I know that the average height of men today in the United States is 5 feet 9 inches. I am 6 feet 2 inches (well, before shrinking a bit lately) so does that mean I’m not “normal,” or just a bit taller than average?
I am taller than average, I think, not “abnormal.” The parent’s letter got me thinking about the words we use and what they mean. Since that letter, I’ve always (or at least always tried) to report today’s “average” temperature. Today our high of 73 is 26 degrees above average and it certainly is unusual for February, but not a record.
Also, as it again has been pointed out to me on more than one occasion, even if we had broken the record high today and reached 80 degrees it would not be an “all time” record.
Our “official” weather records here in Washington go back to the mid-1800s, hardly all time. There were probably warmer days in February in Washington during the 1200s, 1300s or even 1500s; there just weren’t any thermometers around then to record the daily records.
Our current averages are also the averages for Washington calculated from daily observations and worked through smoothing formulas for the latest period of 1971-2000. These local climate averages are updated every ten years, so the new averages (not “normal,” remember) for the 30-year period from 1981 to 2010 will be coming out later this year.
All fine and good you may say, but what then “should” the weather be.

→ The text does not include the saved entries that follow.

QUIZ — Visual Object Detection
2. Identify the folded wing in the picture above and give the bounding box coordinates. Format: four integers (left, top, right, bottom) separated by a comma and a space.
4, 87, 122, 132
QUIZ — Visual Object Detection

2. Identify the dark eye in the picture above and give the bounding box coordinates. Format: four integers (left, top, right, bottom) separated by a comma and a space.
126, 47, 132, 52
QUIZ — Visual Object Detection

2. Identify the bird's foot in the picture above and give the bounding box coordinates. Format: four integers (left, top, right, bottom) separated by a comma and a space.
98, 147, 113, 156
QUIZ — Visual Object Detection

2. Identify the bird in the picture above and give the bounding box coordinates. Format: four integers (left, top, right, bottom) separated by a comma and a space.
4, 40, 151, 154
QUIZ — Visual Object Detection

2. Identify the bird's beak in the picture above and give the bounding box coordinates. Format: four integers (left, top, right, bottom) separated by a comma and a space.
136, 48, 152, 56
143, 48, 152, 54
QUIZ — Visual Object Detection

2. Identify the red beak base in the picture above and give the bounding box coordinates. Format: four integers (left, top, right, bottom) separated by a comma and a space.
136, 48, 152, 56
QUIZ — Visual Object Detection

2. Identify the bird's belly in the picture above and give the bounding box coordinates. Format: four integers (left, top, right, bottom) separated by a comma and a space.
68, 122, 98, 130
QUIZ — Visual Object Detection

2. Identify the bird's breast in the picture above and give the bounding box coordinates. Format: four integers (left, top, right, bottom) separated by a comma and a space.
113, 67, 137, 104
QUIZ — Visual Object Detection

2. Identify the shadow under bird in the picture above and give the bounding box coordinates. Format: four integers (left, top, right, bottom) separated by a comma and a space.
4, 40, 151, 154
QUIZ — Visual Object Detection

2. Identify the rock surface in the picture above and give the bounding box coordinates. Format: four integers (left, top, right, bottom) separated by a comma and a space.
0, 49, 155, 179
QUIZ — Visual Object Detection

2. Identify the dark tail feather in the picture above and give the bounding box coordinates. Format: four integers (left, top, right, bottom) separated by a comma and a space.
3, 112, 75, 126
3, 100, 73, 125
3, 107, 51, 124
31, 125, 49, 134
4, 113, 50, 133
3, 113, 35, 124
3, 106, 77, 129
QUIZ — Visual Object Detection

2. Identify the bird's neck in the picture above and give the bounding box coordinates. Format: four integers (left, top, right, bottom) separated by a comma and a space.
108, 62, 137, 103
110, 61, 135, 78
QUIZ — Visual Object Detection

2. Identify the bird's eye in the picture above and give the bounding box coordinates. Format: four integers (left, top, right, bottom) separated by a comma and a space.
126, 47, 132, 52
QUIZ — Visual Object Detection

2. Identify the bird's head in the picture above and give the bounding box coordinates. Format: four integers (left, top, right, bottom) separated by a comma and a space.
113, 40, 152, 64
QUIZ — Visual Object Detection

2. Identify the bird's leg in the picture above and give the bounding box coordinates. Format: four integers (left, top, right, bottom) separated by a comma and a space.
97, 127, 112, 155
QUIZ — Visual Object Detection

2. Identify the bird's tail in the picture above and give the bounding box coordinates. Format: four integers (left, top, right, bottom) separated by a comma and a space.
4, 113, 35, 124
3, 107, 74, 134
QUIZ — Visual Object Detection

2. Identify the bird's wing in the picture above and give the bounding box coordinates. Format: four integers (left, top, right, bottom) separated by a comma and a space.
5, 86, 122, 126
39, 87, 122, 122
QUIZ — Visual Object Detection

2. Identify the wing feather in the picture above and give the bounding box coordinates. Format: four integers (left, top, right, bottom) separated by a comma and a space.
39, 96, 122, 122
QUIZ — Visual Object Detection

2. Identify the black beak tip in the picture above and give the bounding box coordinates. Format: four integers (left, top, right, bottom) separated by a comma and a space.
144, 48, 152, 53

The weather shouldn’t be anything. It just is. As a matter of fact, one of the most unusual days, which occurs only once or twice a year, is a day when the high and low temperature are both exactly what the average high and low for that day are. Does that mean what the weather “should be” then occurs only once or twice a year?
I don’t think so. The extremes of weather sure make it exciting to be a meteorologist. Averages do change. We know with urbanization and changes in land use such as the development of Crystal City just west of Reagan National Airport (the “official” weather station for Washington, D.C.), the average high and low temperatures have increased over the last 70 years since DCA was built.
So keep watching us and reading more about our weather and climate. It is changeable and changing. It always has been and always will. That’s the way it should... I mean, that’s just the way it is.